Several studies have shown that disclosing genetic-risk information, especially probabilistic risk information attached to complex problems like heart disease, Alzheimer’s, and cancer, very rarely provokes an end-of-the-world response. Indeed, the results of genetic tests can often seem mundane. The complaint I’ve heard from some geneticists is that the advice offered by personal-genomics companies amounts to common sense: “Eat right, exercise, don’t smoke, lose weight, yadda yadda.” Obviously, you don’t need to drop a grand to get that kind of advice.
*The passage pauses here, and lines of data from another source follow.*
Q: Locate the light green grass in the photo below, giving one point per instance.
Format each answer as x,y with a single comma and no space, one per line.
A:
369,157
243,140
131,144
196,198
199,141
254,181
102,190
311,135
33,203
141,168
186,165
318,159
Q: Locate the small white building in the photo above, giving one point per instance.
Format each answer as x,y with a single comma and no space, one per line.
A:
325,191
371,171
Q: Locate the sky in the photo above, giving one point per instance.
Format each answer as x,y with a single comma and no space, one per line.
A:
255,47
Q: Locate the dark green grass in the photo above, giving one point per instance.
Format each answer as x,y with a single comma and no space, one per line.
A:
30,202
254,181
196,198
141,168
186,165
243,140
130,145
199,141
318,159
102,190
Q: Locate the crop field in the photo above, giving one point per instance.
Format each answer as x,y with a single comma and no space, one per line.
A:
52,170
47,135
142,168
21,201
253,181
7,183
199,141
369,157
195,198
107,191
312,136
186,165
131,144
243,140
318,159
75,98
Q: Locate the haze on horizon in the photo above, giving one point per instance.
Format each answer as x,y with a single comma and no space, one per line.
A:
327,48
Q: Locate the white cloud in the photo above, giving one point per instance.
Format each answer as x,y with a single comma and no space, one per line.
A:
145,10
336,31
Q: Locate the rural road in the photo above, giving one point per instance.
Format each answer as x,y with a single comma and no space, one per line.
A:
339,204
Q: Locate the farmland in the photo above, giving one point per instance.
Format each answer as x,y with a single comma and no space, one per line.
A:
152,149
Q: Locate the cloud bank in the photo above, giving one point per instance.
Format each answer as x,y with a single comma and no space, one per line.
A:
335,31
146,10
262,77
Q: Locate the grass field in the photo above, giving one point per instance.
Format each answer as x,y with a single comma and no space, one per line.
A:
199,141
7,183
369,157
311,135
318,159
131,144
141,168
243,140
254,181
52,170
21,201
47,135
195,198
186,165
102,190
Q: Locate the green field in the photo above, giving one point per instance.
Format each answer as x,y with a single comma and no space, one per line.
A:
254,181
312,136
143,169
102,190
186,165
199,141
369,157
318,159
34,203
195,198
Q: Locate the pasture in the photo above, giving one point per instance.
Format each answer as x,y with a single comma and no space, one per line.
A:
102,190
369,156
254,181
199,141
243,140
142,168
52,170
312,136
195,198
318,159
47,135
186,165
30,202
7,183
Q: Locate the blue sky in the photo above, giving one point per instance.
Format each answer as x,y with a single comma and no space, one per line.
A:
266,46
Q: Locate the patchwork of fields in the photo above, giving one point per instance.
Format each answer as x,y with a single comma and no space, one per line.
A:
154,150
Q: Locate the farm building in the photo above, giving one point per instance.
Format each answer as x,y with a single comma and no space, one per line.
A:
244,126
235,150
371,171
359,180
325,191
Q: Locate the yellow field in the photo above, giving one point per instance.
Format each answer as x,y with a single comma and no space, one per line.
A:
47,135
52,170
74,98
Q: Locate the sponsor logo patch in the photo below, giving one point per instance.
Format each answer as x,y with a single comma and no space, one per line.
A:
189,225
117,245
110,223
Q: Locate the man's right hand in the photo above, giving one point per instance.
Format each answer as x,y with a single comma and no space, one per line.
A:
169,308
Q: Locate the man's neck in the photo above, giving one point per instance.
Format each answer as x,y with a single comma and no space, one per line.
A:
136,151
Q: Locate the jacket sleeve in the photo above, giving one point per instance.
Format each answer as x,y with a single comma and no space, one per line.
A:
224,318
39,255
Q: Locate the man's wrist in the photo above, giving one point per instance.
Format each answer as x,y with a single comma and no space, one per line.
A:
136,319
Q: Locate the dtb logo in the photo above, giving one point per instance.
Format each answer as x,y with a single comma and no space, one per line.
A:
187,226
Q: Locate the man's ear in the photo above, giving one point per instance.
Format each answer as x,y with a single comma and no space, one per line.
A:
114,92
But I would argue that it doesn’t matter. As a participant in the Personal Genome Project, I’ve been asked more than once, “So … what will you do with your genome?” I have two boring stock answers, at least for now: not much, and I don’t know. But I do want to learn about my genome. I see personal genomics as akin to the first personal computers. What could we actually do with the Commodore 64 or the Apple II? Word-process? Occasionally. A bit of Lotus 1-2-3? I guess. Mostly, I remember software crashes and hardware freezes. In my house we managed to play a lot of solitaire and Minesweeper.
This is where we are in the era of personal genomics: some modest amusement, a few interesting tidbits, a bit of useful information, but mostly the promise of much better things to come. The more people are allowed–encouraged, even–to experiment, the sooner that promise can be realized.
It’s time for physicians, scientists, and regulators to write themselves a prescription for reality. After years of excited promises about the various medical miracles that would be wrought by the completion of the Human Genome Project, now we are told by some that delivery of our personal genomic information ought not to be among them, at least not yet. But it’s too late for that.
Misha Angrist is an assistant professor at the Duke University Institute for Genome Sciences and Policy.